We have some great news: a prototype version of the Arclight app has been completed. While we are continuing to refine it for use by researchers and the broader public, the app is already capable of running fast Scaled Entity Searches across the entire 1.6 million page corpus of the Media History Digital Library. Individual searches for as many as 31,000 separate entities have successfully returned results.
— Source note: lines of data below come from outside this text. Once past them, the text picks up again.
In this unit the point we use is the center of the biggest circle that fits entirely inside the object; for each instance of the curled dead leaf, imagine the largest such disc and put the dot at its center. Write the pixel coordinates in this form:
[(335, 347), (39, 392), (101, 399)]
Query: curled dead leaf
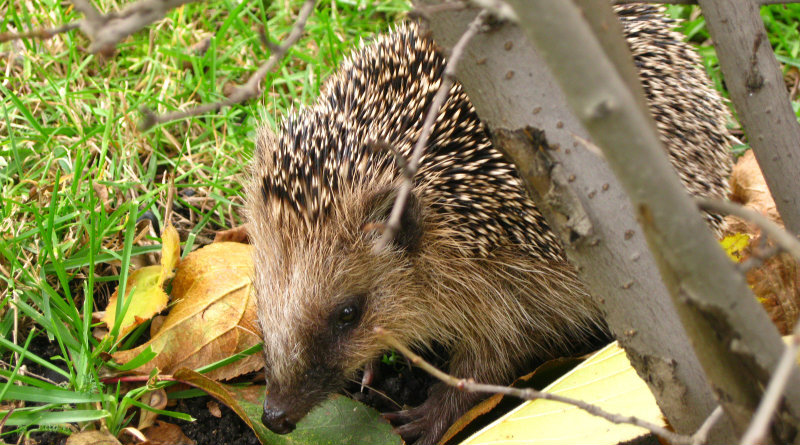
[(213, 318), (749, 188)]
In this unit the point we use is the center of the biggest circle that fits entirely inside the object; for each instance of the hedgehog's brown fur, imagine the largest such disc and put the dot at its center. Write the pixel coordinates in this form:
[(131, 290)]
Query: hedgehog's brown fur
[(475, 267)]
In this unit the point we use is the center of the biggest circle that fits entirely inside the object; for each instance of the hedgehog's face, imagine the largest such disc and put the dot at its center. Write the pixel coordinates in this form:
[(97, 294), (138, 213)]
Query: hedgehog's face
[(321, 294)]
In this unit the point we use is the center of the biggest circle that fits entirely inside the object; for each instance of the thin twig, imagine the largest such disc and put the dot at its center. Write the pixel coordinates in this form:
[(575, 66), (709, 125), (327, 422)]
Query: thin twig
[(700, 437), (249, 90), (498, 8), (393, 225), (757, 430), (528, 393), (778, 234), (106, 30), (41, 33)]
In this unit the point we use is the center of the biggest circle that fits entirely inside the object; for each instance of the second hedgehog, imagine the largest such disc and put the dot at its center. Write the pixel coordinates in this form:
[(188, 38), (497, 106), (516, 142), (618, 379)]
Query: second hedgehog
[(475, 267)]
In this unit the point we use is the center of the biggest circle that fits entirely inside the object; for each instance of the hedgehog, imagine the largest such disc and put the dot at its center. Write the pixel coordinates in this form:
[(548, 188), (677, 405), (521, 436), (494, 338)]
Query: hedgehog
[(474, 268)]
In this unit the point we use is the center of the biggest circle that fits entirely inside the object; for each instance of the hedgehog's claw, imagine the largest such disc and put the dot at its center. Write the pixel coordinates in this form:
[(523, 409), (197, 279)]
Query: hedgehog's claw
[(425, 424)]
A longer article will be published in the upcoming months about Arclight’s implementation of Scaled Entity Search, but in the meantime, we would like to share some initial findings about the primary dataset we have been processing in order to generate entity lists: the Early Film Credits (EFC) dataset. The EFC dataset is based on Einar Lauritzen and Gunnar Lundquist’s seminal two-volume filmography of early American cinema, The American Film-Index.[1] Lauritzen and Lundquist’s work is widely considered to be the most reliable filmography available on American narrative films of the 1910s. Paul Spehr, who converted the filmography to digital form for his 1996 work American Film Personnel and Company Credits, 1908-1920,[2] generously made this data available for use by Project Arclight. Spehr provided us with the data in the form of a remarkably well-formatted and consistent text file, which meant that we could easily write a Perl script to convert the file to Extensible Markup Language (XML).
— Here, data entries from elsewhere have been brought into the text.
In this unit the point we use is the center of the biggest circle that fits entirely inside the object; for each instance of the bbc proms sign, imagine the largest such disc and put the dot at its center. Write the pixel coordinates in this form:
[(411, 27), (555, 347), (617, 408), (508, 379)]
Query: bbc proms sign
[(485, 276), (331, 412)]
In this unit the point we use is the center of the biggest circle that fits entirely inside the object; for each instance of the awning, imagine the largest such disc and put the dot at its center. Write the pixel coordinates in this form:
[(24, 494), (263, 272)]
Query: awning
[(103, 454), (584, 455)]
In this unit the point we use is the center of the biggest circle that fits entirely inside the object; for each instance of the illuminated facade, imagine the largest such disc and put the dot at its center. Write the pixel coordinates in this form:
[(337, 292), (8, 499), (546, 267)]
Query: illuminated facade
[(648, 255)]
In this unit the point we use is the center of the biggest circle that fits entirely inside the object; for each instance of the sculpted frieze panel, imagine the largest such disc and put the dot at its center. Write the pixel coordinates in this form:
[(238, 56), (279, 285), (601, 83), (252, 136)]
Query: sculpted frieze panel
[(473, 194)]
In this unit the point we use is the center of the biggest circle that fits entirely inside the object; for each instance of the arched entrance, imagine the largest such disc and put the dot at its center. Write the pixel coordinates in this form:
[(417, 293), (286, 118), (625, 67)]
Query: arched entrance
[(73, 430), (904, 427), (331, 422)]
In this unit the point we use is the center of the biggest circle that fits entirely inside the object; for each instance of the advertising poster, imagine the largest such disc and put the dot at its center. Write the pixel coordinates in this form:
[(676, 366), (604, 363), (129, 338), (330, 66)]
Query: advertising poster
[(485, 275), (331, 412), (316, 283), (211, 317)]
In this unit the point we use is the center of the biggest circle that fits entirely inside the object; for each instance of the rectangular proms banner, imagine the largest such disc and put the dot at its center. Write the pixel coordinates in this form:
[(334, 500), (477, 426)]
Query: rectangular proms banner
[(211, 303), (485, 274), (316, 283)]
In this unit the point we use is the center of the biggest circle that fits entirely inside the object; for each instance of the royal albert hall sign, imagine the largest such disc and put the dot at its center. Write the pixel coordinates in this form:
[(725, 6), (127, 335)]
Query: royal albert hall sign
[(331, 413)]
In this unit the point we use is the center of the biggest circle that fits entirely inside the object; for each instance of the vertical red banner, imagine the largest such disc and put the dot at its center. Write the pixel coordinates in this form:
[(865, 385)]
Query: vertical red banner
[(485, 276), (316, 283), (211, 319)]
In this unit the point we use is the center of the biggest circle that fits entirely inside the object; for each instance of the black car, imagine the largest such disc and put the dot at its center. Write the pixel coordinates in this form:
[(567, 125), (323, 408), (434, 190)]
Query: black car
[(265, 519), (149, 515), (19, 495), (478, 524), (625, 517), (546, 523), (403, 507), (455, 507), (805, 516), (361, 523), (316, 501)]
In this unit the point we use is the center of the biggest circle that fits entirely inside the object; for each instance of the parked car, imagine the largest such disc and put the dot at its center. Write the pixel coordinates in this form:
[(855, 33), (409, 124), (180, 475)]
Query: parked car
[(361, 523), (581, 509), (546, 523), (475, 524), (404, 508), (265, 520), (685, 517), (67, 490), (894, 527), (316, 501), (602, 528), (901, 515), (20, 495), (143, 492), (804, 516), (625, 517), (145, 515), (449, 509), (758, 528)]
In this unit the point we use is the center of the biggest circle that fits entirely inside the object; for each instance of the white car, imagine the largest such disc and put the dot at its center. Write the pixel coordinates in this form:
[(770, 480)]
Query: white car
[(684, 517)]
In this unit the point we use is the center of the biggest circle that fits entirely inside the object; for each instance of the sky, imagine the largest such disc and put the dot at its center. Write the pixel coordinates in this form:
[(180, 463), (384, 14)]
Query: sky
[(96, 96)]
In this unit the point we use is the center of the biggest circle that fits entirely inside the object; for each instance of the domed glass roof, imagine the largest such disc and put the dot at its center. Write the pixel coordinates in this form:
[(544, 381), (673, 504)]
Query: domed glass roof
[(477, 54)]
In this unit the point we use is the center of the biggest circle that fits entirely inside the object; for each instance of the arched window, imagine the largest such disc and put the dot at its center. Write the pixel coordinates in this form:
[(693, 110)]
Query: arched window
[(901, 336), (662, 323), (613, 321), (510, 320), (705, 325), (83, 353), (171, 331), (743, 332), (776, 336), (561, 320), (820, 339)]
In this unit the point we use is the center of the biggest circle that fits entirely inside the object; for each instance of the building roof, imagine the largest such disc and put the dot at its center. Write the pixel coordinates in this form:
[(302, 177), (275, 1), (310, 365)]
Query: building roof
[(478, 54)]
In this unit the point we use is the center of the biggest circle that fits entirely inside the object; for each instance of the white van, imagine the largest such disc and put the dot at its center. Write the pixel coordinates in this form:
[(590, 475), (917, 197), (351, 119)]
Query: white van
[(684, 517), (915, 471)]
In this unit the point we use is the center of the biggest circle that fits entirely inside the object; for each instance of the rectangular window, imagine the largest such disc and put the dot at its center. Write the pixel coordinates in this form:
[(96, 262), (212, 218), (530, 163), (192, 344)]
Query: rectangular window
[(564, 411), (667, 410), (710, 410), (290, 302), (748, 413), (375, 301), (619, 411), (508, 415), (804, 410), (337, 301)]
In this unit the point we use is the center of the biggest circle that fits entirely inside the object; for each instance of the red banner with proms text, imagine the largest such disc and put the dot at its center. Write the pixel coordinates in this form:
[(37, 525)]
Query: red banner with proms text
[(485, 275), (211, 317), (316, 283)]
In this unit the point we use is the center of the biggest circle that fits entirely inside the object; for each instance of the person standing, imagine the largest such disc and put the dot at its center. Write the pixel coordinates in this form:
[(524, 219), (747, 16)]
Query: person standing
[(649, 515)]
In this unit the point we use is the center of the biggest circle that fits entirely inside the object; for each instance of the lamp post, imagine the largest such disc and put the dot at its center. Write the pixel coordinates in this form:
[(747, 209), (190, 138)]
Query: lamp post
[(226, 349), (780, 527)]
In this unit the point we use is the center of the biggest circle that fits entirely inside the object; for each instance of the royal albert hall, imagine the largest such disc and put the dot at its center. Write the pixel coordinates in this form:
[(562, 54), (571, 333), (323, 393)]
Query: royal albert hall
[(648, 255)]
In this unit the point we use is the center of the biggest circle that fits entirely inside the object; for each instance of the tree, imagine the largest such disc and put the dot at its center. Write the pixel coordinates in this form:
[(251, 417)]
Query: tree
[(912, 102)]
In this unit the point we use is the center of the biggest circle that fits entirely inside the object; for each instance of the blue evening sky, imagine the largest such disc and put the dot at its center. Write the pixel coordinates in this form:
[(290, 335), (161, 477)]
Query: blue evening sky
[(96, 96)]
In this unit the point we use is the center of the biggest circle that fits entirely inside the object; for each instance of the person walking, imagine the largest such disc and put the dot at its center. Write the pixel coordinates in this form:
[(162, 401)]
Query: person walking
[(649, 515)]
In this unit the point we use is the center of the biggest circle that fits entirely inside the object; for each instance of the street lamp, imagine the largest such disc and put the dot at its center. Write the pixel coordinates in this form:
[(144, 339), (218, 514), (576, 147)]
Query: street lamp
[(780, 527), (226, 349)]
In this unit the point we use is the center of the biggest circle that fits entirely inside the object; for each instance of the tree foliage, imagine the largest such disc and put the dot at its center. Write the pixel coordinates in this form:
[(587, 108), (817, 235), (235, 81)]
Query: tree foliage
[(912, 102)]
Once in XML, all of the individual entities in the data—which included some 30,000 individual films, 17,000 personnel (including animal actors!), and 1,000 separate companies—were individually marked up for counting, sorting, and analysis. This enabled us to generate very precise entity lists: for instance, we might be interested in creating a list of all Marshall Neilan-directed films starring Mary Pickford from 1918. By using xQuery, an XML querying language that returns results based on requests for specific elements or attributes, we could return such a list very quickly. However, because our basic research question—Who’s trending in media history?—is quite general, we strove to create as complete a list of the entities contained in the EFC data as possible. Thus, we simply queried lists of all the individual companies, films, and personnel contained in the data.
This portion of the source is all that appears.